Can Google read JavaScript? Yes, but can it really?

Google will eventually crawl all JavaScript, but they haven’t been indexing JavaScript pages very  successfully. Every year, we hear the same story: Google says it’s  getting better at crawling and indexing Javascript. Except crawling JavaScript, and crawling ALL JavaScript are clearly two different accomplishments.

Google can crawl it, render it, but just doesn’t seem to use it in the same way as optimized content. JavaScript pages can’t seem to rank as well in search engines, from what we’ve seen. Title tags come through here and there, but not consistently.

Although, with the ease of development that JavaScript frameworks offer, it can be difficult to justify optimization with plain text and images. Here are some important questions to consider:

1. Fail gracefully

For visitors without JavaScript – either bot or human – offering some sort of page content has always been important. Showing plain text and image content when JavaScript is off embraces the best practice of “failing gracefully.”

2. How quickly do you want results?

For many sites, faster rankings means a faster path to revenue. Where pure JavaScript offers a compelling business case, it could be prioritized over “search engine friendliness.” For most sites, the extra visibility is worth extra work optimizing in the most search-friendly ways possible.

 3. Is Google responding correctly to a test

The entire site doesn’t have to be converted to JavaScript. Instead, use simple one page tests and check Google’s ‘crawlability.” Is Google understanding the DOM, and extracting titles, images and content correctly?

4. What other Google bots need to access your content?

There are actually a variety of bots across Google’s many services. Google employs specific bots for their image search, ad services, product listing feeds, etc. Try accessing these with your test. Also, definitely keep your schema/rich snippet code easily accessible: Google has specifically warned that it cannot be found inside of javascript objects.

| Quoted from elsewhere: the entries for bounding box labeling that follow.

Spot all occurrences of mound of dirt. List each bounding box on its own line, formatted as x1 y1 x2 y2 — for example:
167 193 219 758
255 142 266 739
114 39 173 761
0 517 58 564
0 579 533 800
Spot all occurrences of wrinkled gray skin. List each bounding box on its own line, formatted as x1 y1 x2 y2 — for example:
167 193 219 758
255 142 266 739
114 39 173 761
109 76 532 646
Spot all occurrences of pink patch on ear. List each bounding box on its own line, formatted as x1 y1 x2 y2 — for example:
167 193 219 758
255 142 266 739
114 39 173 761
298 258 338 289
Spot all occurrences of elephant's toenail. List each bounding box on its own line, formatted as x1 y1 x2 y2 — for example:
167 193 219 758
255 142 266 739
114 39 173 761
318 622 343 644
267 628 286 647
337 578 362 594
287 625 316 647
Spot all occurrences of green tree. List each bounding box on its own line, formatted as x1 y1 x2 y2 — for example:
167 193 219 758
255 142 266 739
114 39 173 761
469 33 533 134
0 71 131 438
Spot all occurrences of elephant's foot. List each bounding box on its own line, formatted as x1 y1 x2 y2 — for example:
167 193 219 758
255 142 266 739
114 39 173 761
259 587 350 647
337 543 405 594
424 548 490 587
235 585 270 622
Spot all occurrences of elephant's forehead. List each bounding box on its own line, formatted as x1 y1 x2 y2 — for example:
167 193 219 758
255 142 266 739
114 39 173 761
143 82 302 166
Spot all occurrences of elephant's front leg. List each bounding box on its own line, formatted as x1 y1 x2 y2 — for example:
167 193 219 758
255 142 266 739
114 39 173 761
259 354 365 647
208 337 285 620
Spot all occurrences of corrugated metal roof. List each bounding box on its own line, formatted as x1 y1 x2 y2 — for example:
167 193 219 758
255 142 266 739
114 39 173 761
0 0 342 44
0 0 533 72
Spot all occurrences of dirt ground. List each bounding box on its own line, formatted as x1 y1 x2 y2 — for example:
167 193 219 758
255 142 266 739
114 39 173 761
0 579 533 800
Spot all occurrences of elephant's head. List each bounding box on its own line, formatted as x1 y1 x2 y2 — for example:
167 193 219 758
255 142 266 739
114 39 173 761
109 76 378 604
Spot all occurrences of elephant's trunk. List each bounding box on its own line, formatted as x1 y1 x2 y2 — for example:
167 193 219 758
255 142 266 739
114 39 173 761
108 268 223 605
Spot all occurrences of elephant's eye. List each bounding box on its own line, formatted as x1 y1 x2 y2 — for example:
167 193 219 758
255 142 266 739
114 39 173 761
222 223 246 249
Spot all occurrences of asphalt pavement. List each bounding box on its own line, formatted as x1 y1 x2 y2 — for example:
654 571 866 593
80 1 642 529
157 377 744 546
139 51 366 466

 5. Test with all of Google’s tools:

Speaking of Google’s bots, try using Google’s many tools for understanding and analyzing webpages. Seeing any problems here is a serious red flag for your JavaScript. But even if these render JavaScript, Google may not be ranking your pages as well as they would “search friendly” pages.

Bing is rising

Google isn’t the only search engine in town. Even without Yahoo and AOL numbers, Bing’s market share has been increasing steadily year over year. Bing had 21.4 percent market share last year, not counting partnerships with Apple, Yahoo or AOL. That’s getting to be a huge chunk of users.

Bing especially has trouble with images inside javascript objects. Bing’s version of the fetch and render tool may display a rendered page, but bing isn’t going to show images in its image results, and the regular results will be inconsistent.

Social Media

Plain text and image content is also ideal for social media sharing. When a page is shared, most social media sites and can parse the simple text description and image right out – unless there is JavaScript. For most social networks, rich snippets such as open graph and twitter cards could help for the established social networks – but with new social networks (WhatsApp, Snapchat, etc) popping up every year, it would be best to expose the page content as plain text.

Google’s JavaScript support is constantly improving. Having a Javascript app on the landing page is often needlessly complex. As of this writing, having an optimized version does appear to still be necessary. Maybe next year’s announcement that Google is crawling JavaScript will be followed by a more robust crawl, but there are plenty of other sites embracing “search engine friendliness”; Your site should too, in order to be competitive.